Sicherheit gilt für viele Anleger als das oberste Gebot für eine Geldanlage. Sowohl bei Aktien als auch bei Fonds trägt man das Risiko eines Verlusts. Entweder durch eine schlechte Börsenstimmung oder eine schwächelnde Konjunktur besteht die Möglichkeit von Wertminderung. Beim Bausparen dagegen hat man eine Kapitalgarantie, eine feste Verzinsung und eine festgelegte Auszahlung seiner Investition. Man kann also sicher kalkulieren und nach und nach sein Vermögen aufbauen. Im kurzfristigen Rendite-Vergleich haben Aktien und Fonds die Nase vorn. Doch langfristig kann man beim Bausparen durch die staatliche Förderung über fünf Prozent erzielen. Nur wenige Aktien und Fonds schaffen so eine Rendite konstant und über sieben Jahre hinweg. Wohl auch deswegen ist der Bausparvertrag nach dem Sparbuch die beliebteste Geldanlage der Deutschen.

Bausparen und zusätzliches Geld vom Staat bekommen

Kaum eine andere Anlageform wird so vom Staat bezuschusst wie das Bausparen. Gerade Auszubildende und Berufseinsteiger mit niedrigem Einkommen können hier profitieren. Für Singles mit einem Jahreseinkommen von bis zu 17.900 Euro brutto gibt es die Arbeitnehmersparzulage, bei der Arbeitnehmer bis zu 43 Euro im Jahr vom Staat geschenkt bekommen. Bis zu 45 Euro gibt es bei der Wohnungsbauprämie, wenn das Jahreseinkommen eines Singles unter 25.600 Euro brutto liegt.

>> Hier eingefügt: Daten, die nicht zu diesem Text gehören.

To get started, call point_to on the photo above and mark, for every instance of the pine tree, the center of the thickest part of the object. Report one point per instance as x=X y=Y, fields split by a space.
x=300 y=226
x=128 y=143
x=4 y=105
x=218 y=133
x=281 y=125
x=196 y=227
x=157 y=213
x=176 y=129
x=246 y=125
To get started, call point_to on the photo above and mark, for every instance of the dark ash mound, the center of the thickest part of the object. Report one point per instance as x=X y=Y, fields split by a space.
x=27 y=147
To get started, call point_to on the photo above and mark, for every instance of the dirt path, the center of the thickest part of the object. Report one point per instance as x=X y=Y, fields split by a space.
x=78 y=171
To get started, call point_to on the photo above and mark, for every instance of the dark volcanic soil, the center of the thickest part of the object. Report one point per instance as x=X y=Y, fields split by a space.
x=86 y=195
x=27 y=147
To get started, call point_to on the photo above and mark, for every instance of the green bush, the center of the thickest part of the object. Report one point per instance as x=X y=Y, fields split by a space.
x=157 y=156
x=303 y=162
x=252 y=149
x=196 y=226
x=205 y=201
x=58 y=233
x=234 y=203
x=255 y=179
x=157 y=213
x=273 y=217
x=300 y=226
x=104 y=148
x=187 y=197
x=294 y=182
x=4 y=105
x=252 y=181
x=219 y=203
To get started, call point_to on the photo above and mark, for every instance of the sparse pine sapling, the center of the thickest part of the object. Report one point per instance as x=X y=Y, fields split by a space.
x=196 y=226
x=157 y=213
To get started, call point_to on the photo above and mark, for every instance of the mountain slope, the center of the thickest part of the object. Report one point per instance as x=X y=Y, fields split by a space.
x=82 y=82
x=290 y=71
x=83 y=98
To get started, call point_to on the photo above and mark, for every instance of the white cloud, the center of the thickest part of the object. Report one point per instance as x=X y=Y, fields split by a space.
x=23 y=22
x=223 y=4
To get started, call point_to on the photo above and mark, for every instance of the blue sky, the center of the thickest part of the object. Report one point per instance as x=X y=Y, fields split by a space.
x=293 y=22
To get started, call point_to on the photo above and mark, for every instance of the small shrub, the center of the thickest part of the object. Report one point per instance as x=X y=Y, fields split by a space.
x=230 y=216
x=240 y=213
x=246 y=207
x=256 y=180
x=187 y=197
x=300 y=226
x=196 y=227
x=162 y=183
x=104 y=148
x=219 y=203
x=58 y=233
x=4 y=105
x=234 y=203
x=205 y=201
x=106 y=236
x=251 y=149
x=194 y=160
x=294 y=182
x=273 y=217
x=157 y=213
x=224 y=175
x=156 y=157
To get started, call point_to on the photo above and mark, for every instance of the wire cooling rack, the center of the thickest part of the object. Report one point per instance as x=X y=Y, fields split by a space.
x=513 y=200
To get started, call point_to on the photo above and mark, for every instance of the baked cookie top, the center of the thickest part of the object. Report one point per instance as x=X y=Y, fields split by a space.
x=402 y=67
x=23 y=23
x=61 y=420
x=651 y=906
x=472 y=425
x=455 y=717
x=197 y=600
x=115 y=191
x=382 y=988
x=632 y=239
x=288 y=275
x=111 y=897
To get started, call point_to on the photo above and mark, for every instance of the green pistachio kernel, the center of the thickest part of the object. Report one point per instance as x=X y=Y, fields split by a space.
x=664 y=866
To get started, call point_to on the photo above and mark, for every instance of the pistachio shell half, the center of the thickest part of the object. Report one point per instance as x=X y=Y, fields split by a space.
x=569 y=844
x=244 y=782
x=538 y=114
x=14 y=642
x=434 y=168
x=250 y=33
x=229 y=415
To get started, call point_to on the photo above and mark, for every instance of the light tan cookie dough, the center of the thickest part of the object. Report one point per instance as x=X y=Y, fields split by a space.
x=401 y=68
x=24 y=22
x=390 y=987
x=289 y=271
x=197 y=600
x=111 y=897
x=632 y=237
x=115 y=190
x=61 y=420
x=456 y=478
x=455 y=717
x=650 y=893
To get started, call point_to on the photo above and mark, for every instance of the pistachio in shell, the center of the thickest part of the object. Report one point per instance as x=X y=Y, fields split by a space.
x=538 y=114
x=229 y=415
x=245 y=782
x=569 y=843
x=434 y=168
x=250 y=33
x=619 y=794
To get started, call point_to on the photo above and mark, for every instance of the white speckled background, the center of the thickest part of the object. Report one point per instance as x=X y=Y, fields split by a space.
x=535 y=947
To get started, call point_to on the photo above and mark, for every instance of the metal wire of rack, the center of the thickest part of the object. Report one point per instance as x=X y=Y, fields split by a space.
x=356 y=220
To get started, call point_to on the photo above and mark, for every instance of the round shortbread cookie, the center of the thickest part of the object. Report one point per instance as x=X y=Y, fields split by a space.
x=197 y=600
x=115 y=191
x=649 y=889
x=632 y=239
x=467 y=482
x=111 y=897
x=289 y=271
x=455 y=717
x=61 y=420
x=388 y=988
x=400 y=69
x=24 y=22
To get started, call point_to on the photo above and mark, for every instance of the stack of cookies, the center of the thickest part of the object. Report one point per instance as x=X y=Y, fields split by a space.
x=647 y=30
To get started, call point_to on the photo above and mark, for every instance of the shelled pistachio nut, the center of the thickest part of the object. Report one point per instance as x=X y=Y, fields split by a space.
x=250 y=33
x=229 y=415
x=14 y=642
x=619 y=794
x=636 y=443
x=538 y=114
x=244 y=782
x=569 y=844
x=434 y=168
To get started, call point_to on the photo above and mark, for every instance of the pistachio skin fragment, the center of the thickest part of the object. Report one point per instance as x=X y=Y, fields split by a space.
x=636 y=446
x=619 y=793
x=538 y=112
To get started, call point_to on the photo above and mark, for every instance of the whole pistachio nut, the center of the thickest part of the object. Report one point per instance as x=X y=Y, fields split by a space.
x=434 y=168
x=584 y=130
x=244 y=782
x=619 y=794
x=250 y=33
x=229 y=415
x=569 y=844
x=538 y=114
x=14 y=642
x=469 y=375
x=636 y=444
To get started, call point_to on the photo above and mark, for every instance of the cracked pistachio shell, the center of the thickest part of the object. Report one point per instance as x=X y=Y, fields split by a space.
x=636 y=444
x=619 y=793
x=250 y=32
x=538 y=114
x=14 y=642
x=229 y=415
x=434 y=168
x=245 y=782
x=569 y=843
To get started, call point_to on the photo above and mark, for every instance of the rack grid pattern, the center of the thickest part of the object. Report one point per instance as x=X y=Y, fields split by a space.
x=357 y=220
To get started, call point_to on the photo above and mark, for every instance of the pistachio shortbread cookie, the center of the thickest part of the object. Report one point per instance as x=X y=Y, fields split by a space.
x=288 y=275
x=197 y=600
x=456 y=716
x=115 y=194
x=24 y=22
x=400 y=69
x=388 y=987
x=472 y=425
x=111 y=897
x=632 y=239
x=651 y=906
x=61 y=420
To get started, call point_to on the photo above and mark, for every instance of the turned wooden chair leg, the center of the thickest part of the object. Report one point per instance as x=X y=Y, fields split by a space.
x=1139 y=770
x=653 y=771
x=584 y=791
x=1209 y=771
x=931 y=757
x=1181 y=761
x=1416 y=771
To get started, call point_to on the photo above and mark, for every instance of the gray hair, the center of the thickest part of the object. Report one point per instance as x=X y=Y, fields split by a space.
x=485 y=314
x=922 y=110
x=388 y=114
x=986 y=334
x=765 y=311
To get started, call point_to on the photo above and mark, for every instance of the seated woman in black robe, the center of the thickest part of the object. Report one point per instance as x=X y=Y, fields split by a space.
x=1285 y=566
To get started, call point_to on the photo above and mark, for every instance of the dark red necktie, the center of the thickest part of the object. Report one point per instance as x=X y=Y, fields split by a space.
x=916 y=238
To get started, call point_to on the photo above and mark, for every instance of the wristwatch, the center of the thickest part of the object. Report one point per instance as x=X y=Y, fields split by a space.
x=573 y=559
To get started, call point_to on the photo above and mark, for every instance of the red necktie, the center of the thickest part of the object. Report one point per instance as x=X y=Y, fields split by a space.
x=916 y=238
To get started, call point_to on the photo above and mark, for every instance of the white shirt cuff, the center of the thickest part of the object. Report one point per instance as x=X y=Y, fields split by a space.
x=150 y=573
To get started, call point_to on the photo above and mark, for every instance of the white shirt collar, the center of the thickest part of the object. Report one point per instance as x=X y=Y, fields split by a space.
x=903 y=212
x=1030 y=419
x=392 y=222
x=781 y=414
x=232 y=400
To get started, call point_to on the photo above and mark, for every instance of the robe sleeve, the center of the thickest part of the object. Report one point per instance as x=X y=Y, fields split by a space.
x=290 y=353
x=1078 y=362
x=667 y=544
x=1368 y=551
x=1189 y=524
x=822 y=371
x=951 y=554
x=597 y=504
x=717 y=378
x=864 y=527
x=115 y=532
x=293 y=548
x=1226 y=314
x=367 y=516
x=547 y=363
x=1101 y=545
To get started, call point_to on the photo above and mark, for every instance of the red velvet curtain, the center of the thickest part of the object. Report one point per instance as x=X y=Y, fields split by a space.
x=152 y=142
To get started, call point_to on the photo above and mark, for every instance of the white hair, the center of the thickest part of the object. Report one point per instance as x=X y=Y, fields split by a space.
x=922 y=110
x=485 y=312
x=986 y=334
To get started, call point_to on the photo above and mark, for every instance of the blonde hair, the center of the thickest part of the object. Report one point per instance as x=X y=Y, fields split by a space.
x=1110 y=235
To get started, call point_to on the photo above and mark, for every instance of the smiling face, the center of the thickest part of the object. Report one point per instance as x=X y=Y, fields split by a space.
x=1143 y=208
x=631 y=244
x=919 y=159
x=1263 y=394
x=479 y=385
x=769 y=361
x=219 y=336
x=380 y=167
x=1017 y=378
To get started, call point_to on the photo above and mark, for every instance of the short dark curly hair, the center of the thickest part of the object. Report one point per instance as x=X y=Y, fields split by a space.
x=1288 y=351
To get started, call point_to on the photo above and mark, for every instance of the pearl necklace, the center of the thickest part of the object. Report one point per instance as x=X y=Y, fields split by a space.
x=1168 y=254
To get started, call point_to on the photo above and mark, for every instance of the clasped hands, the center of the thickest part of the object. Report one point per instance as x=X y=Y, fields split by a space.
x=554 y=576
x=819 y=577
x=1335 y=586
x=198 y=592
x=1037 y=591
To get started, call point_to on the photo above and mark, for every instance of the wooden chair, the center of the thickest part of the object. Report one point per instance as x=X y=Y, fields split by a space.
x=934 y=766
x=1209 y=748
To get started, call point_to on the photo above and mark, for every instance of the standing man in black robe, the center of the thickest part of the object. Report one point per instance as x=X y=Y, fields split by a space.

Bei Verheirateten verdoppeln sich die Zuschüsse und auch Kinder bringen weitere Förderungen.

Nachteile beim Bausparen

Die größten Nachteile beim Bausparen sind die mickrigen Zinsen und die zum Teil hohen Abschlussgebühren. Will man sich kurzfristig einen Immobilienwunsch erfüllen, ist man mit einem Bankkredit besser bedient. Außerdem kann die kurze Tilgungsdauer Probleme bereiten. Laut Gesetz muss das Darlehen innerhalb von sieben bis elf Jahren zurückbezahlt werden.

So macht man beim Bausparen alles richtig

Wenn man bald bauen will, muss man eine höhere monatliche Summe aufbringen. Hat man noch keine festen Pläne für das Eigenheim, kann man entweder niedrigere Beträge vereinbaren oder durch eine längere Laufzeit die Endsumme erhöhen. Von der Bausparkasse bekommt man zwei Anträge für die staatliche Förderung zugeschickt. Den Antrag für die Wohnungsbauprämie sendet man an die Bausparkasse zurück. Der Antrag für die Arbeitnehmersparzulage wird mit der Einkommensteuererklärung beim Finanzamt eingereicht.

Das Bausparguthaben wächst so einfach und kontinuierlich an. Das gesparte Geld wird erstens verzinst und zweitens womöglich staatlich bezuschusst. Nach Ende der Laufzeit erhält man das angesparte Guthaben und das Baudarlehen. Wer diesen Baukredit nicht in Anspruch nehmen will, kann sich das angesparte Darlehen auch auszahlen lassen.

Will man nach Ende der Laufzeit noch weitersparen, gibt es oft gute Angebote. Manche Bausparkassen locken mit der Möglichkeit, die Zinsen rückwirkend zu verdoppeln und die Abschlussgebühren zurückzuerstatten. Man schafft also ein Grundkapital für eine zukünftige Investition und die Guthaben sind zur Not auch kurzfristig verfügbar.

Fazit zum Bausparen

Wie auch bei anderen Anlageformen gilt es, sich umfassend zu informieren. Interessenten müssen einiges beachten: Guthaben- und Darlehenszins, Abschlussgebühr und Tilgungsbetrag. Der Guthabenzins beim Bausparen ist nicht berauschend, aber die staatlichen Prämien erhöhen die Attraktivität. Bausparen bietet sich vor allem beim Blick aufs Alter an. Inzwischen weiß wohl jeder, dass das Versprechen, unsere Rente sei sicher, nicht mehr gilt. Was könnte die Sorgen wegen drohender Altersarmut mehr lindern als ein eigenes Heim?